RUSSIA – PepsiCo has decided to completely stop production of Pepsi, 7UP, and Mountain Dew in Russia, nearly six months after the beverage giant announced the suspension of sales and production of its products in the country.
In a statement to Reuters, the American company said it is selling the last stocks of PepsiCo products, made back in July-August from the remnants of concentrates needed for production.
“Over time, all of its concentrates in Russia were exhausted, and production ceased,” PepsiCo’s spokesman said.
At the same time, the company’s representative did not comment on the sale of drinks in stores and whether they were discontinued, however, according to a Reuter’s survey, sodas are still widely available in Moscow, as well as Vladivostok in the Far East and Krasnoyarsk in Siberia.

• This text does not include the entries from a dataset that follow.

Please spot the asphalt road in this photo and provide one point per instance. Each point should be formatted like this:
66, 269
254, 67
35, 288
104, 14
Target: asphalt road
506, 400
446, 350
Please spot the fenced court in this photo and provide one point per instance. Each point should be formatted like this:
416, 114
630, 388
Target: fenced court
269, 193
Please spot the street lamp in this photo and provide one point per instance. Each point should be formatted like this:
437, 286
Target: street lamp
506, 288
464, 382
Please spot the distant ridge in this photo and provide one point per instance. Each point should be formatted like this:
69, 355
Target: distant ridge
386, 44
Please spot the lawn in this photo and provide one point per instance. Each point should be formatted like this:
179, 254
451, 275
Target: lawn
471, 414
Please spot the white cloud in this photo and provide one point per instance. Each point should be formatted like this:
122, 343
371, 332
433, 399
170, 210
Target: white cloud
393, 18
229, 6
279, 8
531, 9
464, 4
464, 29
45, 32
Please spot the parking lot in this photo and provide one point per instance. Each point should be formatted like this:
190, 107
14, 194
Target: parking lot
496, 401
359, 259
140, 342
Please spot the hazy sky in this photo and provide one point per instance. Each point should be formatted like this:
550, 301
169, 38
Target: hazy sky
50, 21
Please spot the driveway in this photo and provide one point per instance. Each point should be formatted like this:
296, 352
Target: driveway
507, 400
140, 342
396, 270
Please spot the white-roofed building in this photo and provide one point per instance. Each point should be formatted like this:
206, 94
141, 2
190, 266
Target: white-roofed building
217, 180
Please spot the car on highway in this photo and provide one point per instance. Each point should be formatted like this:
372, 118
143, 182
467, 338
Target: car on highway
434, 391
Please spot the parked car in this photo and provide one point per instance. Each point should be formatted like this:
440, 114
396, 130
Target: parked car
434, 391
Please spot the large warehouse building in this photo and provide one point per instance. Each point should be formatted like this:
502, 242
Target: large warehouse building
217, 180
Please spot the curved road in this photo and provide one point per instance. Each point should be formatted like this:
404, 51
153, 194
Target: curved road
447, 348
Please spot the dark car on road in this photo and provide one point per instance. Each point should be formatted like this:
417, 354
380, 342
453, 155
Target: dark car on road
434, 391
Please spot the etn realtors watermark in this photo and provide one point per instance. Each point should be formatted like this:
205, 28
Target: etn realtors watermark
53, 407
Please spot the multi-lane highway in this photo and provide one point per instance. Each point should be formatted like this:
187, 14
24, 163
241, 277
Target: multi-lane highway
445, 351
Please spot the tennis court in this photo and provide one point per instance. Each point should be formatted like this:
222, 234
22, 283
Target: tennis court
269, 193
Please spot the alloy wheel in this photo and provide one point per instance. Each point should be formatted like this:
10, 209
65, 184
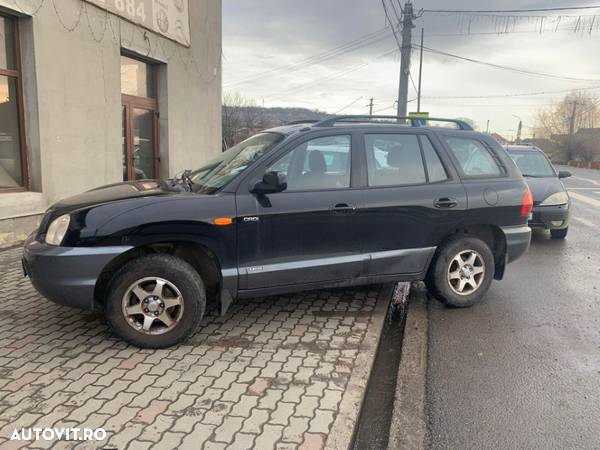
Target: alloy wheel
152, 305
466, 272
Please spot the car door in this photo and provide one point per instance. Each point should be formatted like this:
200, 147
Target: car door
411, 199
307, 234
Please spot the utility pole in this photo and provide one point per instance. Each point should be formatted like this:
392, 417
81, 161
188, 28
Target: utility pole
420, 72
572, 119
407, 26
571, 129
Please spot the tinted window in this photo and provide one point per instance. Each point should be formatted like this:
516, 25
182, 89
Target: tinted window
394, 159
435, 169
321, 163
474, 159
532, 163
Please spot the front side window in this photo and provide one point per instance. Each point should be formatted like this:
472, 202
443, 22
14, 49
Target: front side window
221, 170
12, 154
321, 163
473, 157
532, 163
394, 160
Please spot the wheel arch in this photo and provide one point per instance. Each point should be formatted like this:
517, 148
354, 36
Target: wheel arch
200, 257
492, 235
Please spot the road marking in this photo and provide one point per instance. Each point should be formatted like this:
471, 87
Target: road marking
584, 199
584, 221
589, 180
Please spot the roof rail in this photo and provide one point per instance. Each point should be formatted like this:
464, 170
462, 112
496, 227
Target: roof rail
414, 121
300, 122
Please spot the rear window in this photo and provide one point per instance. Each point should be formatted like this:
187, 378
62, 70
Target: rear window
474, 158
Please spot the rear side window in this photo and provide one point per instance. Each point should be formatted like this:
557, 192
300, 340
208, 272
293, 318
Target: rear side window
435, 169
394, 159
474, 158
320, 163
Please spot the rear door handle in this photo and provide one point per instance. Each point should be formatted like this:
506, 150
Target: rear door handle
445, 202
342, 208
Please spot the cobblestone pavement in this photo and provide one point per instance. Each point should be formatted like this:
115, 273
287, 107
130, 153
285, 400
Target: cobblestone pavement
274, 373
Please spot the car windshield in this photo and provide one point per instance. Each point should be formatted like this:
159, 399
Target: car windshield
532, 163
221, 170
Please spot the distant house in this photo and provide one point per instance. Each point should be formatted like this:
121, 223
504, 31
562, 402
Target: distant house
550, 148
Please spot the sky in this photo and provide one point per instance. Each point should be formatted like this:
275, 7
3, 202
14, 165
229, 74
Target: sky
334, 55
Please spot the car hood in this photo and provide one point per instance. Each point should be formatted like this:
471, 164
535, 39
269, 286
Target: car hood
117, 192
542, 188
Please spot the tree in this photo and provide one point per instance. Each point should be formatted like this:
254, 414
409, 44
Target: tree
562, 121
241, 118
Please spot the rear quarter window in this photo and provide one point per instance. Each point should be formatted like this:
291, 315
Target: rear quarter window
474, 158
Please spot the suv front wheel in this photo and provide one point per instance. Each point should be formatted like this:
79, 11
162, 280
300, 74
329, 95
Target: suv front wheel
462, 271
155, 301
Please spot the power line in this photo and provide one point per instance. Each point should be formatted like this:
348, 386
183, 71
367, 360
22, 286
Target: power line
363, 41
338, 74
502, 11
499, 33
392, 25
347, 106
524, 94
511, 69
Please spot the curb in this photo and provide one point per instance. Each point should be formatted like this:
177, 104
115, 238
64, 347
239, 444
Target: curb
342, 431
408, 429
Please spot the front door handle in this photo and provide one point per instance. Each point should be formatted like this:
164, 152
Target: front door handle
342, 207
445, 202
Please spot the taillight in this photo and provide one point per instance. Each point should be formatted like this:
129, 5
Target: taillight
527, 204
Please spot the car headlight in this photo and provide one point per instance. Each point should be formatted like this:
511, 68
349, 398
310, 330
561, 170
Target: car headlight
57, 230
559, 198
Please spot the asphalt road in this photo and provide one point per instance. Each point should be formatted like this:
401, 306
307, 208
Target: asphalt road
521, 370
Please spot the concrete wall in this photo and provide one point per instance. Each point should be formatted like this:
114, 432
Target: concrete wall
73, 95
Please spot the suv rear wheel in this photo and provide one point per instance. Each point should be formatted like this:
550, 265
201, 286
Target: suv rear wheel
462, 271
155, 301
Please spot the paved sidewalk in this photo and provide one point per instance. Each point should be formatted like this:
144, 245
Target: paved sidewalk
281, 372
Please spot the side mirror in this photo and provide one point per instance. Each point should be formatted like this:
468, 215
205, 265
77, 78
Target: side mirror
271, 183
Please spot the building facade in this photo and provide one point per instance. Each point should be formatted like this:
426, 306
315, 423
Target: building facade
94, 92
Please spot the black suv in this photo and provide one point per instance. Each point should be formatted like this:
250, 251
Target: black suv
343, 202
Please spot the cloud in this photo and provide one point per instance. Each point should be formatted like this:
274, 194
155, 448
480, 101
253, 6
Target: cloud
270, 47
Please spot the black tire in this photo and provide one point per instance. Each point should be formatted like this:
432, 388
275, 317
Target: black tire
559, 234
438, 281
178, 274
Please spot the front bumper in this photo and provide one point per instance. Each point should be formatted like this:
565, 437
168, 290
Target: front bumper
550, 217
67, 275
518, 239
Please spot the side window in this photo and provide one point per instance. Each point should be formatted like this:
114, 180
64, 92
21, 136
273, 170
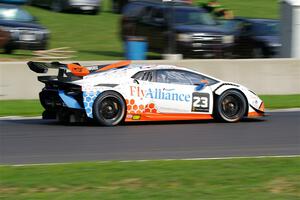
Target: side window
147, 12
158, 16
132, 10
172, 77
144, 76
196, 79
181, 77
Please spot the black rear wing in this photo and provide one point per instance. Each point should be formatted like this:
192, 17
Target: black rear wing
42, 67
74, 69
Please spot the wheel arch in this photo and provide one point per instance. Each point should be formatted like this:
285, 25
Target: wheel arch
219, 91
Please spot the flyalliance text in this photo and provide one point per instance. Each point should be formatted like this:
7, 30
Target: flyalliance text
159, 94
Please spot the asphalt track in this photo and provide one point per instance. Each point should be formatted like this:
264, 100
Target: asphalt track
37, 141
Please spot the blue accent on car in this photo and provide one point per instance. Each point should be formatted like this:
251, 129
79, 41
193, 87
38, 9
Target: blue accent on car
14, 1
88, 101
200, 86
69, 100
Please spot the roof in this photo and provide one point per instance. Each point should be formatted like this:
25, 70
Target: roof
292, 2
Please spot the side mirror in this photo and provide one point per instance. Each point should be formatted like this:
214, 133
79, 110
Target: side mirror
201, 85
160, 21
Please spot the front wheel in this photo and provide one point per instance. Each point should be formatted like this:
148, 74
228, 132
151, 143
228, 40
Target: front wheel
57, 6
109, 109
230, 106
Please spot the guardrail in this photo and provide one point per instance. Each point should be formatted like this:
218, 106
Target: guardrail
264, 76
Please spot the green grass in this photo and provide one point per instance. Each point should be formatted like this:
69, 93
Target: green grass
252, 8
281, 101
265, 178
97, 37
33, 107
20, 108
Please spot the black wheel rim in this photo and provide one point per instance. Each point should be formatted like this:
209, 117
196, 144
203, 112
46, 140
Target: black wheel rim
110, 108
231, 106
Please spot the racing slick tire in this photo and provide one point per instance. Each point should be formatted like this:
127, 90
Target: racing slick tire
57, 6
230, 106
109, 108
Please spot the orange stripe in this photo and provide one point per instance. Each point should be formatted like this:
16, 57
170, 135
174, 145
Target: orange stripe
255, 114
78, 70
115, 65
169, 117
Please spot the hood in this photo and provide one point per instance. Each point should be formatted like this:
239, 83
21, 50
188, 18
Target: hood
16, 24
269, 39
201, 29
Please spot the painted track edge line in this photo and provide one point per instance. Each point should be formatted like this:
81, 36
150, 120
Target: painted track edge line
40, 117
146, 160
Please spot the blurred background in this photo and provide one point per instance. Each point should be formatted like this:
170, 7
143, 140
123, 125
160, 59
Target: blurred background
141, 29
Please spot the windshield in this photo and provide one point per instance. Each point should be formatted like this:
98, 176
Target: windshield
267, 28
15, 14
193, 17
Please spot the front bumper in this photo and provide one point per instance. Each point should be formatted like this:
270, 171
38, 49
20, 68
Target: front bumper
83, 6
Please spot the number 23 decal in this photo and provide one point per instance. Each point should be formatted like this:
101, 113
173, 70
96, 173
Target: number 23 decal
200, 102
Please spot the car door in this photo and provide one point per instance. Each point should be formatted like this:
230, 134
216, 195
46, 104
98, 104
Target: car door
179, 91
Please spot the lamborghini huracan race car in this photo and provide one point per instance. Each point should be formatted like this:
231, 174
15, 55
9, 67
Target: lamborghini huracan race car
113, 93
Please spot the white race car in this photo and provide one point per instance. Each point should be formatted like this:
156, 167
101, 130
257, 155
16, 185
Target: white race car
113, 93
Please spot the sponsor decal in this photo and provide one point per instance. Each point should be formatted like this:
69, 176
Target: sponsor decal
136, 117
157, 93
134, 108
200, 102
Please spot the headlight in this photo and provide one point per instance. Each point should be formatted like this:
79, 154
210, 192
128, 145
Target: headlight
228, 39
275, 45
45, 31
182, 37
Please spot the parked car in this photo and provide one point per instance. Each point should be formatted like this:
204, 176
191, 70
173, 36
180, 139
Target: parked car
4, 38
196, 32
25, 31
254, 37
90, 6
14, 1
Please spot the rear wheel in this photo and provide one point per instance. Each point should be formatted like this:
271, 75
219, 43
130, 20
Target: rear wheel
109, 109
230, 106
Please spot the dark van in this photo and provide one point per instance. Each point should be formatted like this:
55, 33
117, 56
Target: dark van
194, 30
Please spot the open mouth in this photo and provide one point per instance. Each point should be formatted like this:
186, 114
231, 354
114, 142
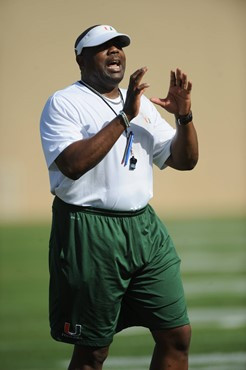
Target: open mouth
114, 65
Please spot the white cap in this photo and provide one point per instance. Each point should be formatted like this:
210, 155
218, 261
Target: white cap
100, 34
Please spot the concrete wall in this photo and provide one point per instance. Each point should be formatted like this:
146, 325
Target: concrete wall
204, 38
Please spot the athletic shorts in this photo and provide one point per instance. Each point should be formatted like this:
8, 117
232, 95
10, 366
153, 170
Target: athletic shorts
109, 271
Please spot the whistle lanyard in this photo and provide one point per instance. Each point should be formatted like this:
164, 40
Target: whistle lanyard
129, 136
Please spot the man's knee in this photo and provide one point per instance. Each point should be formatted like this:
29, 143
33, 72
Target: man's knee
91, 356
176, 338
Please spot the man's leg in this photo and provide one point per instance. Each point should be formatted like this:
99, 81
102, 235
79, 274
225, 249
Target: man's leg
88, 358
171, 348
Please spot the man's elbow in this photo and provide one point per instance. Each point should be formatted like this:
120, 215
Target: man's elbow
190, 163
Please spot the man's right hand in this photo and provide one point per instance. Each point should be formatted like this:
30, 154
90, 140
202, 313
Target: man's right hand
134, 92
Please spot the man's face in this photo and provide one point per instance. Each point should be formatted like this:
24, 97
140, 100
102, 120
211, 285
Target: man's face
103, 65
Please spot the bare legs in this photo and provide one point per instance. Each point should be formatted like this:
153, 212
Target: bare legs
88, 358
171, 349
171, 352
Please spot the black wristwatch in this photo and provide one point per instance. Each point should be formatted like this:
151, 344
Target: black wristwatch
183, 120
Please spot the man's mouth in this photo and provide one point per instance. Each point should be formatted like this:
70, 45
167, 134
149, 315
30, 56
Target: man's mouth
114, 65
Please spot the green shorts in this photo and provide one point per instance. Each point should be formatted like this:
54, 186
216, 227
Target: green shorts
109, 271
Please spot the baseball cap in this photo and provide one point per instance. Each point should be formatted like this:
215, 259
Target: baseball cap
100, 34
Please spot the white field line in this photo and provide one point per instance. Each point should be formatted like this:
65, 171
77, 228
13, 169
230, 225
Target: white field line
215, 286
210, 361
230, 360
202, 261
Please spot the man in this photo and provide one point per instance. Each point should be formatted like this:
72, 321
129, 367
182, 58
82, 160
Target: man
112, 262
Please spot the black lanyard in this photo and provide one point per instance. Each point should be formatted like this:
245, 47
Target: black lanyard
130, 137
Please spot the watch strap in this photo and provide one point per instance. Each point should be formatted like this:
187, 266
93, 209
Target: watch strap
184, 120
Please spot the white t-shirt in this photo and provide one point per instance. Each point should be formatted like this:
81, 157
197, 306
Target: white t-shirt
75, 113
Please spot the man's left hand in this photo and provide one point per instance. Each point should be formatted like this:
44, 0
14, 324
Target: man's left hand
178, 100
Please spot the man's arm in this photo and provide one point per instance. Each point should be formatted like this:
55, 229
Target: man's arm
83, 155
184, 147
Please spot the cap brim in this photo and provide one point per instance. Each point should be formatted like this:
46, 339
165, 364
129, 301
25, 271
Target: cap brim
99, 40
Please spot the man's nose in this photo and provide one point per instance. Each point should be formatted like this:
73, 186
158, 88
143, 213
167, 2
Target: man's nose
113, 49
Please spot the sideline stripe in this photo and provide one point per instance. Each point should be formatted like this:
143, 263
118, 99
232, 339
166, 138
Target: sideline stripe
210, 361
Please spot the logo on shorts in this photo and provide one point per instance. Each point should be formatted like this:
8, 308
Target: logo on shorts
76, 333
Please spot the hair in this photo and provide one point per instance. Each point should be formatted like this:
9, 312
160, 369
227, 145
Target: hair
83, 35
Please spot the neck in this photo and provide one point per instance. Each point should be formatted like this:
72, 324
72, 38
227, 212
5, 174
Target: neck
110, 92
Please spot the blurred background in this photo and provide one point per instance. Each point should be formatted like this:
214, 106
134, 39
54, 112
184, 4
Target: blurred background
204, 209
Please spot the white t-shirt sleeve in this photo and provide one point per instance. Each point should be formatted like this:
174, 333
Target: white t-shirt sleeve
60, 126
163, 135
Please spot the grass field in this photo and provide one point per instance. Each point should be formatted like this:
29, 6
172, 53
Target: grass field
213, 267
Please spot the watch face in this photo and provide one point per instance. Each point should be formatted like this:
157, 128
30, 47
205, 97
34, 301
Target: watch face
183, 120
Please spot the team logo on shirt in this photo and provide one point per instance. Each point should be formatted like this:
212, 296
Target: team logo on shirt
77, 330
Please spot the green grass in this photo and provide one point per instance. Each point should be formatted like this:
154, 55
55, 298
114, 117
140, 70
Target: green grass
213, 268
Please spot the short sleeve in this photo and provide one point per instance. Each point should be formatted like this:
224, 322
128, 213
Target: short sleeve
60, 126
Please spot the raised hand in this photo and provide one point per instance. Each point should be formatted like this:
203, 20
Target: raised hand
134, 92
178, 100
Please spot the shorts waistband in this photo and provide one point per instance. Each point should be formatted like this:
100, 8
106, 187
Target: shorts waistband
99, 211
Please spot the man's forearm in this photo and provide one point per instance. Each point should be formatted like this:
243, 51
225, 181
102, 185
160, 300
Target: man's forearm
184, 148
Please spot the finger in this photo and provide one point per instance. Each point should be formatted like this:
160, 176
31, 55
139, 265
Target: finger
138, 75
189, 86
184, 80
178, 77
172, 79
159, 101
141, 88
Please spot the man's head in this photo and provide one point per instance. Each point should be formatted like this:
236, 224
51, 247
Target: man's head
99, 53
97, 35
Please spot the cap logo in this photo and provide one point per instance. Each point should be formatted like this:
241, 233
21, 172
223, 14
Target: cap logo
108, 28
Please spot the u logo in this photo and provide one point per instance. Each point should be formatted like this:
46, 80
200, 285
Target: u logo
75, 333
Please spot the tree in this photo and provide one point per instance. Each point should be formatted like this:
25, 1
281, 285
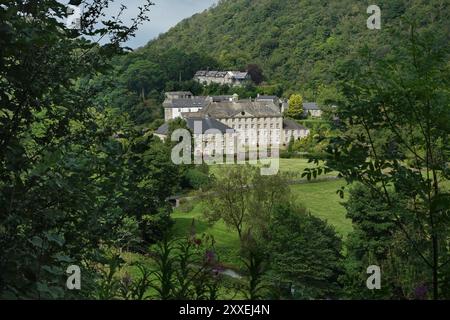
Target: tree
304, 255
402, 98
295, 109
58, 169
255, 73
244, 199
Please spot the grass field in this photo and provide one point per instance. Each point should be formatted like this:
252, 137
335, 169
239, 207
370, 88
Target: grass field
319, 198
323, 202
294, 167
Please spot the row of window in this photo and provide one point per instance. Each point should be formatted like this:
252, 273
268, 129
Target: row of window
254, 126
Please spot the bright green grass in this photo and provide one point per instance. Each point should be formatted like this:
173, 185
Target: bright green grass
323, 202
318, 197
295, 167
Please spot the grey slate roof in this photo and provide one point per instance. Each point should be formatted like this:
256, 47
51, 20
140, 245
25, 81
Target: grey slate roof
224, 110
310, 106
239, 75
221, 98
207, 124
289, 124
195, 102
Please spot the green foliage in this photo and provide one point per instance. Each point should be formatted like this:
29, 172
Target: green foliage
243, 198
71, 169
304, 255
295, 109
394, 139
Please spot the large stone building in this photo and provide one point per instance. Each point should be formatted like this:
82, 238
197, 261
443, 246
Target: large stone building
231, 78
312, 109
249, 119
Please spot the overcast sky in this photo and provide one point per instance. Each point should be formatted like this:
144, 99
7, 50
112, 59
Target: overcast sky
163, 15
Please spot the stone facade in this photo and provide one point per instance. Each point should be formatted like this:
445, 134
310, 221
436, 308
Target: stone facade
252, 121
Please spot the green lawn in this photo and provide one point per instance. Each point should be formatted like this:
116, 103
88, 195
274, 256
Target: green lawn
227, 241
319, 197
293, 166
323, 202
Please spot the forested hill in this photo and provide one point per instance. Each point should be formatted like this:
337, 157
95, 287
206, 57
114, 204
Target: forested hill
296, 42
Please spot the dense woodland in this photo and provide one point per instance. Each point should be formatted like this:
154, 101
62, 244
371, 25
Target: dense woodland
84, 181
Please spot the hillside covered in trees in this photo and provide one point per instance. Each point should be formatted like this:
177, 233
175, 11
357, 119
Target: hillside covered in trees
298, 45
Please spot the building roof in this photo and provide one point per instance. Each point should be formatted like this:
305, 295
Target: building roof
207, 123
310, 106
224, 110
289, 124
178, 93
221, 98
194, 102
238, 75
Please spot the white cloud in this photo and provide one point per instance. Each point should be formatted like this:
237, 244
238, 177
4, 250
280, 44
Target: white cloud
163, 15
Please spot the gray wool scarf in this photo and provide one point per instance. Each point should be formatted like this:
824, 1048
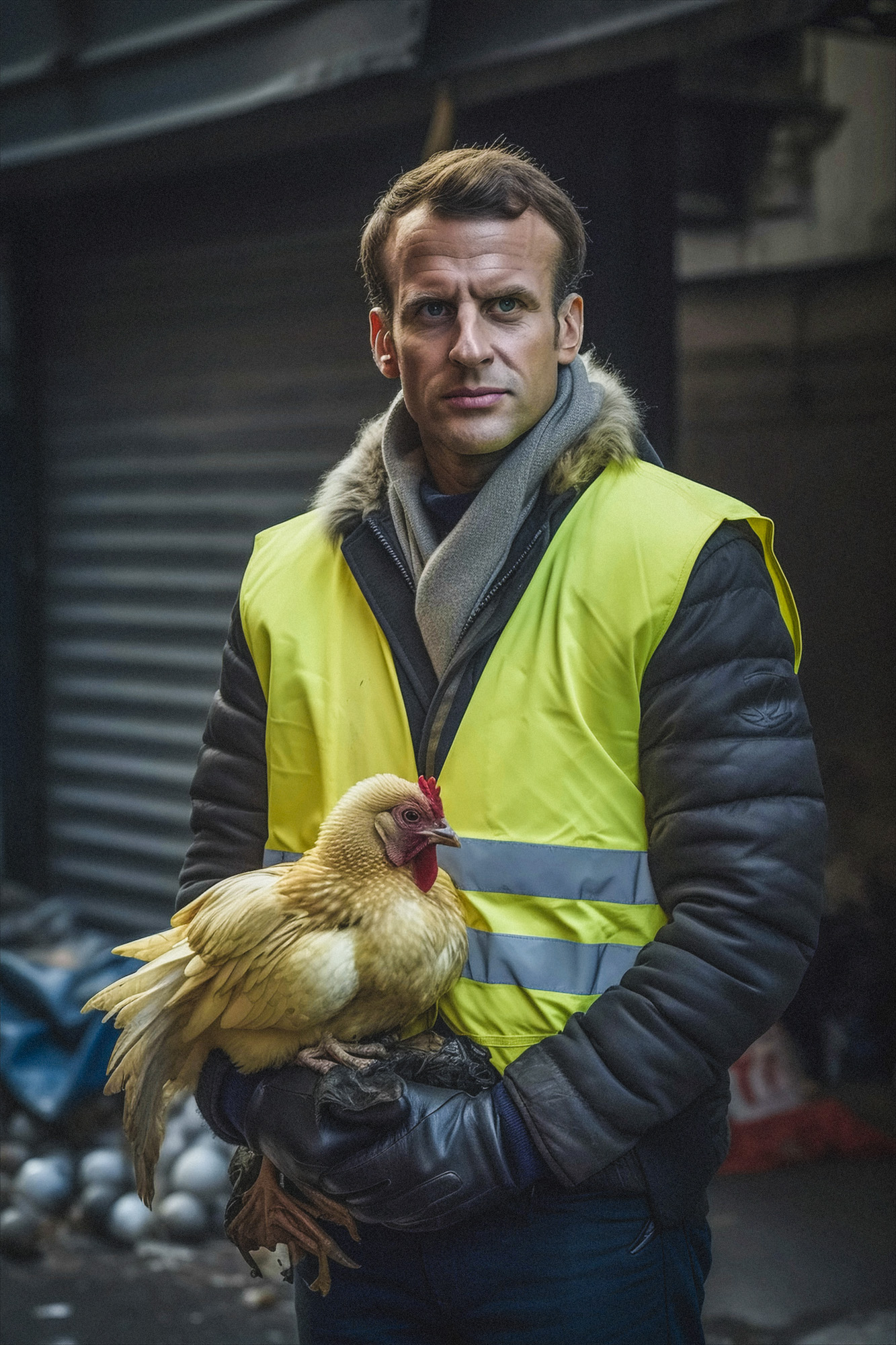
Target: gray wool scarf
451, 576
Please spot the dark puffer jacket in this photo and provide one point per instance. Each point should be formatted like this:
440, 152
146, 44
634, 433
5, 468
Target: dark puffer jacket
633, 1094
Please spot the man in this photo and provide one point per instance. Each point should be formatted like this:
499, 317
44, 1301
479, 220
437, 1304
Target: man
501, 586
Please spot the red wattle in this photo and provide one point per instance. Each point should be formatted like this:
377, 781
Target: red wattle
425, 867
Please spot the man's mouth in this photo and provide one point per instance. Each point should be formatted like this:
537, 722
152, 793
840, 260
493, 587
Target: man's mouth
475, 399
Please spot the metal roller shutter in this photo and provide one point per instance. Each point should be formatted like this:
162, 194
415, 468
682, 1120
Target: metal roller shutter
189, 407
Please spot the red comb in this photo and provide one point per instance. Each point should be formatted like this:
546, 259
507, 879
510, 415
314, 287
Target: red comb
434, 794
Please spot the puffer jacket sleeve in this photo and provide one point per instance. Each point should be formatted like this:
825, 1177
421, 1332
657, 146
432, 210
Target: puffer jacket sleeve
736, 833
231, 787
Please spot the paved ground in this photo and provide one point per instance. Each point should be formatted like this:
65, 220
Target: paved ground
802, 1257
801, 1252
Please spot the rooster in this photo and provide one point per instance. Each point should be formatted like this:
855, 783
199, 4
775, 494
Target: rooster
295, 964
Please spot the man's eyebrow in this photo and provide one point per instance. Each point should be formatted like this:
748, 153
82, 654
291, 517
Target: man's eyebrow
491, 297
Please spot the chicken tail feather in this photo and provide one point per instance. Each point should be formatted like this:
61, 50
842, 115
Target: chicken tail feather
147, 1062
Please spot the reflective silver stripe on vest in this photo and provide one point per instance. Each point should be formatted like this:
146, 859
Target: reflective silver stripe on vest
551, 871
571, 969
282, 857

The company noted that the decision, which has now been announced, “is consistent with the statement that was made in March 2022” when PepsiCo announced that it was suspending the sale of drinks in Russia, as well as advertising activities but production continued until August 2022.
PepsiCo, in March, said it would continue to sell FMCG products in Russia, such as milk and other dairy products, infant formula, and baby food.
The company has been operating in Russia for more than 60 years, and its circles were one of the few Western products allowed in the Soviet Union before its collapse.
Local manufacturers increase capacity to meet surging demand
Meanwhile, Russian drinks producer Ochakovo said it had increased the annual bottling capacity of its CoolCola, Fancy, and Street soft drinks by 2.5 times to try and plug the gap in the market left by exiting Western brands.
Ochakovo, which produces beer, juices, and carbonated soft drinks similar to Coke, Fanta, and Sprite, said it had increased its bottling capacity to 125 million decalitres a year from 50 million, to meet the surging demand occasioned by the disappearance of western drinks, leaving local manufacturers to step in.
Rival Chernogolovka is aiming for a 50% share of Russia’s nearly US$9 billion soft drinks market now that Coca-Cola has reduced operations, its CEO told Reuters this month. The company started making Cola Chernogolovka in May.
Newly launched cola brands, including Ochakovo and Chernogolovka, jumped to a 5% share of sales in the category in the first half of 2022, NielsenIQ Russia said.
Coca-Cola HBC AG, one of Coca-Cola’s many bottlers worldwide, recently announced it took a one-time hit of 190 million euros ($193 million) in the first half from costs related to its Russian business after it stopped selling Coke and other products in Russia.
Western companies with iconic brands like Coca-Cola that exit Russia faces years of battling knockoffs and unauthorized imports clamoring to fill the void they leave behind, as well as courts with little sympathy for firms that depart.